In the initial lawsuit, the MBA asked the district court to enforce the rule announced in Paralyzed Veterans and Alaska Hunters, while the DOL argued that Paralyzed Veterans and another D.C. Circuit case, MetWest Inc. v. Sec’y of Labor, 560 F.3d 506 (D.C. Cir. 2013), required that there be “substantial and justifiable reliance” on the original interpretation in order for notice and comment to be required. The district court held that reliance was a necessary factor in the decision, and found that there had been no such reliance in this case. The D.C. Circuit Court of Appeals, however, denied that substantial reliance was absolutely required, but rather that it was merely a part of the calculus in determining whether the interpretation was “definitive.”
Why is this important?

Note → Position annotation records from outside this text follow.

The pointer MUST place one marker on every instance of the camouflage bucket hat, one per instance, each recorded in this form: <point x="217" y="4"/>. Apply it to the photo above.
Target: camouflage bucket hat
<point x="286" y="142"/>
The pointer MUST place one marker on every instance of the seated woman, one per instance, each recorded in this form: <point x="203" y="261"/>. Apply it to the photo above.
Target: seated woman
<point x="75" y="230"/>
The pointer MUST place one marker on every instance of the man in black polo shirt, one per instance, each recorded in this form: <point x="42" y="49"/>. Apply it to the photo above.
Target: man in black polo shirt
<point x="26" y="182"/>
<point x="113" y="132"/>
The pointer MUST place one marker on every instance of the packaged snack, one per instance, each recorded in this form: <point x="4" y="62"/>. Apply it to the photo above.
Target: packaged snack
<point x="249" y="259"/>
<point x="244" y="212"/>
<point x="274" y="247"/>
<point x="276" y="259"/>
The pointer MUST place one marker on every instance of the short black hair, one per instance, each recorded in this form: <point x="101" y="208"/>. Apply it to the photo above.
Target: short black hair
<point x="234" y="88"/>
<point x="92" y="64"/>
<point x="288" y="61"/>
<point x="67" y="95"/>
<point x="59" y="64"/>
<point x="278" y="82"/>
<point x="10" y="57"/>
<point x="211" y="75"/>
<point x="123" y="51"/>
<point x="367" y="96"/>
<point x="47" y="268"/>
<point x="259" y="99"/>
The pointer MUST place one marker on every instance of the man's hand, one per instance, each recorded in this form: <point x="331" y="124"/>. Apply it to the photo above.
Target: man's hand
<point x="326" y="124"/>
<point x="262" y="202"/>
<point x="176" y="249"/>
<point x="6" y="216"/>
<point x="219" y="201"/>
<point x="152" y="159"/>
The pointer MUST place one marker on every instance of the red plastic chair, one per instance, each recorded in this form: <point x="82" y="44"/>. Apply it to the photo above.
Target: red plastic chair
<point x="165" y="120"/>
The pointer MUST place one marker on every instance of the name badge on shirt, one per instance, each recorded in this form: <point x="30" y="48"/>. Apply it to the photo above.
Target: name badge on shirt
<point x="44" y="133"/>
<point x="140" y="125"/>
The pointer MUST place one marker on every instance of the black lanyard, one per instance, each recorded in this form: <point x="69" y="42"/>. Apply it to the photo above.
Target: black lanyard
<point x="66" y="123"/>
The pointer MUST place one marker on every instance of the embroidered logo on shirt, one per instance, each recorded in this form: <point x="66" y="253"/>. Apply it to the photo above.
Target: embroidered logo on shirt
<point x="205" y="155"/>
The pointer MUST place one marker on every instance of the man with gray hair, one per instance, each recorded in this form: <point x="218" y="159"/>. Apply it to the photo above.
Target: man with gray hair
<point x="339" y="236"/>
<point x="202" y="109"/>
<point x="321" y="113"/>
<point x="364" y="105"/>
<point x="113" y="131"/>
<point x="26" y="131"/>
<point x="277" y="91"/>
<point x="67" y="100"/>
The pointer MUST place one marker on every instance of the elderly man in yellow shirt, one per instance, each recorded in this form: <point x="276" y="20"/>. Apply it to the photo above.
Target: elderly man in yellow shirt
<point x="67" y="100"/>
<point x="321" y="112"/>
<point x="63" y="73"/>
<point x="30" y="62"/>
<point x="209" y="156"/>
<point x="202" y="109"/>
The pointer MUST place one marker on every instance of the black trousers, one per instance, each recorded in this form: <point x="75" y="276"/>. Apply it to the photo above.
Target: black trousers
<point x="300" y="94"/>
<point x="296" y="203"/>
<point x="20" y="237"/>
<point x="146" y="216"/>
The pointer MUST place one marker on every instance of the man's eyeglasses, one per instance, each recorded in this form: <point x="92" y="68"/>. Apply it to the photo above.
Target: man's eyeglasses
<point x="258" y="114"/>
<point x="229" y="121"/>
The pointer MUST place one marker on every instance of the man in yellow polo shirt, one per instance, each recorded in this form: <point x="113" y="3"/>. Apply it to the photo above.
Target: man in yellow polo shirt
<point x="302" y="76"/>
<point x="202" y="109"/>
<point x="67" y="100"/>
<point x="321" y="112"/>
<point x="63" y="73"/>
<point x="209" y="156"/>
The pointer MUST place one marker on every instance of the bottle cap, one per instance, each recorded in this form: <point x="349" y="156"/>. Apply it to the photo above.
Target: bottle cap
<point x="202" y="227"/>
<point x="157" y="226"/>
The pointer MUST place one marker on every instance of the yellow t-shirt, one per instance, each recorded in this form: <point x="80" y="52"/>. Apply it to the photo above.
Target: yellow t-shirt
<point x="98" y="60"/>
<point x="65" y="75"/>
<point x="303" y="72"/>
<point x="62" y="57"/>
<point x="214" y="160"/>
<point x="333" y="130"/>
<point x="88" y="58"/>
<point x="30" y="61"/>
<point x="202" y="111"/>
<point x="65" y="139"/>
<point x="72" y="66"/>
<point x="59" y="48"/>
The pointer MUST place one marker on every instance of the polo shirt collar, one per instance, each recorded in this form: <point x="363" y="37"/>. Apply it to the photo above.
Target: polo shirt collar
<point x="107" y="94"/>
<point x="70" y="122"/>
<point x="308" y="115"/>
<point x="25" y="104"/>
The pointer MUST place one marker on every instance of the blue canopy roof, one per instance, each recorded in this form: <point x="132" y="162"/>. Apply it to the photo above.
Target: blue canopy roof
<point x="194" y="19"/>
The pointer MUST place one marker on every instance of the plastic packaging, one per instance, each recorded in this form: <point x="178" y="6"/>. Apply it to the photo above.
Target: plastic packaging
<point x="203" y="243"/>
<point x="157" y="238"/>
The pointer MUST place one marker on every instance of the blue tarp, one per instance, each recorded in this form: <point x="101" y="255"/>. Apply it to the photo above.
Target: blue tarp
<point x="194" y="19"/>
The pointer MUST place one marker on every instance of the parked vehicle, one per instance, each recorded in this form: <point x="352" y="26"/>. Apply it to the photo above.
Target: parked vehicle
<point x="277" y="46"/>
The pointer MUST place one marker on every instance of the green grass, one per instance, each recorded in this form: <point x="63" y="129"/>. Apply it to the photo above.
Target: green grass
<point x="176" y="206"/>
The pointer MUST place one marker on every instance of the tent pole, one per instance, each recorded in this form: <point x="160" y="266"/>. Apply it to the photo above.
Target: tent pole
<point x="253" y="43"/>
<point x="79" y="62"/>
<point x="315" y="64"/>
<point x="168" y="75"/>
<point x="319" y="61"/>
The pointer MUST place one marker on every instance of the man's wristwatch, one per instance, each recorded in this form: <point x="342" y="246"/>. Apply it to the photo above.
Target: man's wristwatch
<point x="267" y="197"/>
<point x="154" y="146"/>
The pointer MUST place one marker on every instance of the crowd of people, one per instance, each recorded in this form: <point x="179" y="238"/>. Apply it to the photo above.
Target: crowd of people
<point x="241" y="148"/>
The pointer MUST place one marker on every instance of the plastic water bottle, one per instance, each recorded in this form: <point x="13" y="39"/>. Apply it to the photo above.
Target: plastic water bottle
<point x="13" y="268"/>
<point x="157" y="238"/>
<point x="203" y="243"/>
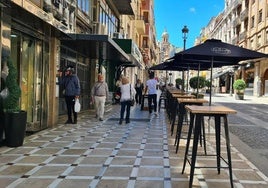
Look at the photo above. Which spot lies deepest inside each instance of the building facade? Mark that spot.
(243, 23)
(44, 36)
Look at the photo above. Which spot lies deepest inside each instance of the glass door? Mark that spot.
(30, 66)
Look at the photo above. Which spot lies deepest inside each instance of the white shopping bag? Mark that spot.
(77, 105)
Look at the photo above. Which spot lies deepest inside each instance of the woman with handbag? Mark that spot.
(127, 96)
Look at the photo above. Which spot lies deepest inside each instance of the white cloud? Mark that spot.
(192, 9)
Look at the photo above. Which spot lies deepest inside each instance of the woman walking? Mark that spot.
(127, 94)
(139, 89)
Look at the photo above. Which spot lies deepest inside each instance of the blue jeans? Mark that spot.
(152, 98)
(125, 106)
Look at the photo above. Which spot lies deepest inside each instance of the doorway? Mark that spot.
(27, 53)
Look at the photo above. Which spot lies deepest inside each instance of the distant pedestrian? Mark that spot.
(100, 93)
(139, 89)
(127, 94)
(151, 87)
(71, 91)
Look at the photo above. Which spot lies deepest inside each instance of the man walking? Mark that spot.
(99, 93)
(151, 87)
(71, 88)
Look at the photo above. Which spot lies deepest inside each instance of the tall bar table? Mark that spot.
(197, 114)
(181, 113)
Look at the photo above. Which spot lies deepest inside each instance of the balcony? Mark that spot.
(131, 48)
(244, 14)
(140, 25)
(123, 6)
(242, 36)
(236, 21)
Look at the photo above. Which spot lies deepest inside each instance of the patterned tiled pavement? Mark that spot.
(105, 154)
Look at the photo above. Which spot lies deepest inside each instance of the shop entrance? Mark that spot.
(29, 54)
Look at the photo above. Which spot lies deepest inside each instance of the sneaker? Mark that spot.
(68, 122)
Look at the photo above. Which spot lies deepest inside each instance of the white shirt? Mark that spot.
(125, 92)
(151, 84)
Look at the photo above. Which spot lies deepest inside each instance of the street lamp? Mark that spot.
(185, 31)
(231, 73)
(170, 75)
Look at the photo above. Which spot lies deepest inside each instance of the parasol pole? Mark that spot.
(197, 89)
(212, 59)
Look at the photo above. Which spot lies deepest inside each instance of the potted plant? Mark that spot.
(197, 83)
(14, 118)
(239, 86)
(179, 83)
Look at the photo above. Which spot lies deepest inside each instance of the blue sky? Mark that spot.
(172, 15)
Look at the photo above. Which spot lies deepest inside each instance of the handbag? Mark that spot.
(132, 101)
(77, 105)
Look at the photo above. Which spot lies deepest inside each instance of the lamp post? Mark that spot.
(231, 73)
(170, 75)
(185, 31)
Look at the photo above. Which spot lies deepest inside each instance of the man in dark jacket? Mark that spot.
(71, 86)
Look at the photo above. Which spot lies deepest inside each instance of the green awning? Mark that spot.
(132, 50)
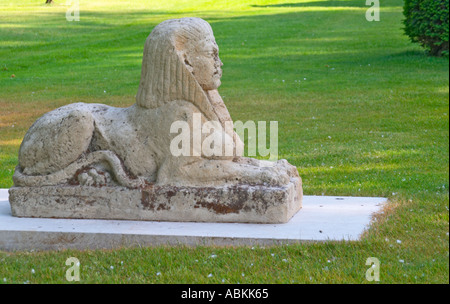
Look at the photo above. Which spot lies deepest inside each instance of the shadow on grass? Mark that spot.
(335, 3)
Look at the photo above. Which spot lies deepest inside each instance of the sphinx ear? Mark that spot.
(187, 63)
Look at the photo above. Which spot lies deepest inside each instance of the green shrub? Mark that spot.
(427, 23)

If the Supreme Court overturns this case, employers may be concerned that government regulators may “flip-flop” between interpretations of rules, thus circumventing the notice and comment requirements of the APA, and leaving uncertainty as to whether it can rely on DOL published interpretations. If the Supreme Court upholds the case, the DOL (and other government regulators) may be concerned that they will become “locked-in” to interpretations that it no longer follows, for instance, when it was issued during a previous administration.